27/05/2026
Recuperan variedades ancestrales de vid en Salou para estudiar su adaptación al cambio climático
La nueva plantación de 848 cepas en el Pla de Maset consolida el proyecto de recuperación del patrimonio vitivinícola local con la participación de la URV
La nueva plantación de 848 cepas en el Pla de Maset consolida el proyecto de recuperación del patrimonio vitivinícola local con la participación de la URV
Salou ha incorporado 848 nuevas cepas al proyecto de recuperación de variedades ancestrales de vid que impulsa en el parque del Pla de Maset, una iniciativa que combina patrimonio agrícola, investigación científica y desarrollo enoturístico. La nueva plantación da continuidad al proyecto iniciado en 2024 y consolida este espacio como un viñedo experimental orientado a recuperar variedades históricas prácticamente desaparecidas del territorio.
La plantación incorpora 348 cepas de pàmpol girat, una variedad tinta tradicional del Camp de Tarragona, y 500 cepas de escanyagos, una variedad blanca ancestral vinculada también al territorio y que se introduce por primera vez en el Pla de Maset. Con esta ampliación, que ha contado con la colaboración de la investigadora del Departamento de Bioquímica y Biotecnología de la URV Francesca Fort, el viñedo experimental alcanza cerca de un millar de cepas, con una distribución equilibrada de unas 500 plantas de cada variedad.

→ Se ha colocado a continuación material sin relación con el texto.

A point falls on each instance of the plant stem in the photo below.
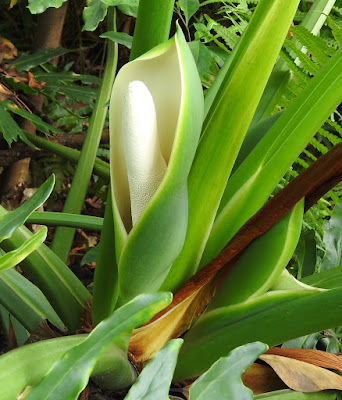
(152, 28)
(65, 219)
(62, 242)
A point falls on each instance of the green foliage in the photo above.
(223, 379)
(245, 155)
(156, 377)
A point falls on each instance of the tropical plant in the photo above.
(189, 212)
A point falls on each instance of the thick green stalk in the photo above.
(152, 28)
(105, 288)
(62, 242)
(101, 168)
(226, 125)
(66, 219)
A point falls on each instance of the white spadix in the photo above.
(155, 119)
(145, 164)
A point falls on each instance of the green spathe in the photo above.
(156, 114)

Fort destaca que la iniciativa permite estudiar “la resiliencia de la vid en un suelo arenoso”, una información especialmente relevante en el contexto actual de cambio climático y de episodios de sequía cada vez más frecuentes e intensos. Los suelos arenosos retienen menos agua y generan condiciones de estrés hídrico que pueden ayudar a comprender mejor la capacidad de adaptación de estas variedades tradicionales. La investigadora de la URV cuenta con una dilatada experiencia en investigación sobre vitivinicultura y es una de las especialistas más destacadas del mundo en genética de la vid.

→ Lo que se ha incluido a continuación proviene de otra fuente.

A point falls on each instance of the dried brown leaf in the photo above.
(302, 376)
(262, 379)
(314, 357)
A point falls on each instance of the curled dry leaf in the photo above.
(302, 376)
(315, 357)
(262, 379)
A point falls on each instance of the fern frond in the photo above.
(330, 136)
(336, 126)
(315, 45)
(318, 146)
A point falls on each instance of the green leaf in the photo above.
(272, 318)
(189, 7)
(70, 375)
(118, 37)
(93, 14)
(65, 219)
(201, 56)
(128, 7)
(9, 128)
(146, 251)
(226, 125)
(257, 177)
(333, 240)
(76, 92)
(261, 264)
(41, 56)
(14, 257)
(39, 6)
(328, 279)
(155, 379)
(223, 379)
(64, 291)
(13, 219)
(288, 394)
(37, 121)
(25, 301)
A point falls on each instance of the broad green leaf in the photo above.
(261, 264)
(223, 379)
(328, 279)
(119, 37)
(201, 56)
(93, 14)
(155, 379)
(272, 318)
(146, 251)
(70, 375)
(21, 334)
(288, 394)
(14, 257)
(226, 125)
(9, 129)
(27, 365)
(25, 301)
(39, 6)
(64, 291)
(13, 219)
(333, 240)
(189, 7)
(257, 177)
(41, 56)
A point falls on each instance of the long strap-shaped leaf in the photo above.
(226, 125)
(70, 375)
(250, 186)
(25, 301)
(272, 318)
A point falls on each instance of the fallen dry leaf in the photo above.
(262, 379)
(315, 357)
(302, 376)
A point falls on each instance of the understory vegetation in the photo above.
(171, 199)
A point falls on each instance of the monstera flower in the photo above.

En una visita a la plantación, el alcalde de Salou, Pere Granados, ha destacado el valor patrimonial e identitario del proyecto: “Nos permite seguir recuperando la vid de pàmpol girat e incorporar, como novedad en el Pla de Maset, la escanyagos, otra variedad ancestral vinculada a nuestra memoria agrícola”. Según Granados, la iniciativa “conecta a los salouenses con su historia agrícola y con un paisaje que forma parte de nuestra identidad colectiva”.
La segunda fase del proyecto ha permitido completar la parcela de cultivo con una estructura rectangular inspirada en las antiguas zonas agrícolas del municipio. El objetivo es recrear parte del paisaje agrario de los siglos XVIII y XIX y recuperar la memoria de un territorio donde la vid había tenido un papel destacado en la actividad económica y social.

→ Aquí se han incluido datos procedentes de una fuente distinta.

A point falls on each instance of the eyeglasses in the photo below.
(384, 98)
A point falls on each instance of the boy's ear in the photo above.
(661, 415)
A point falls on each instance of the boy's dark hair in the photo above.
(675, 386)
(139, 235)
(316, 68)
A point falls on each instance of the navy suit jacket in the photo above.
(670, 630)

El pàmpol girat es una variedad histórica bien adaptada al litoral tarraconense que desapareció de los cultivos locales durante los años sesenta. Las primeras cepas plantadas en el Pla de Maset procedían de la Finca El Encín, en Alcalá de Henares, una de las colecciones de variedades de vid más importantes de Europa. Este material vegetal tiene su origen en una muestra madre del Camp de Tarragona trasladada en 1975 desde la Estación Enológica de Reus hasta esta finca madrileña.
La voluntad del consistorio es que el Pla de Maset se convierta en un espacio visitable dedicado a la divulgación de la historia de la vid, del paisaje agrícola y de la recuperación de variedades autóctonas. En este sentido, el proyecto también forma parte de la estrategia municipal para impulsar una oferta turística más diversificada, sostenible y vinculada al patrimonio natural y cultural del municipio.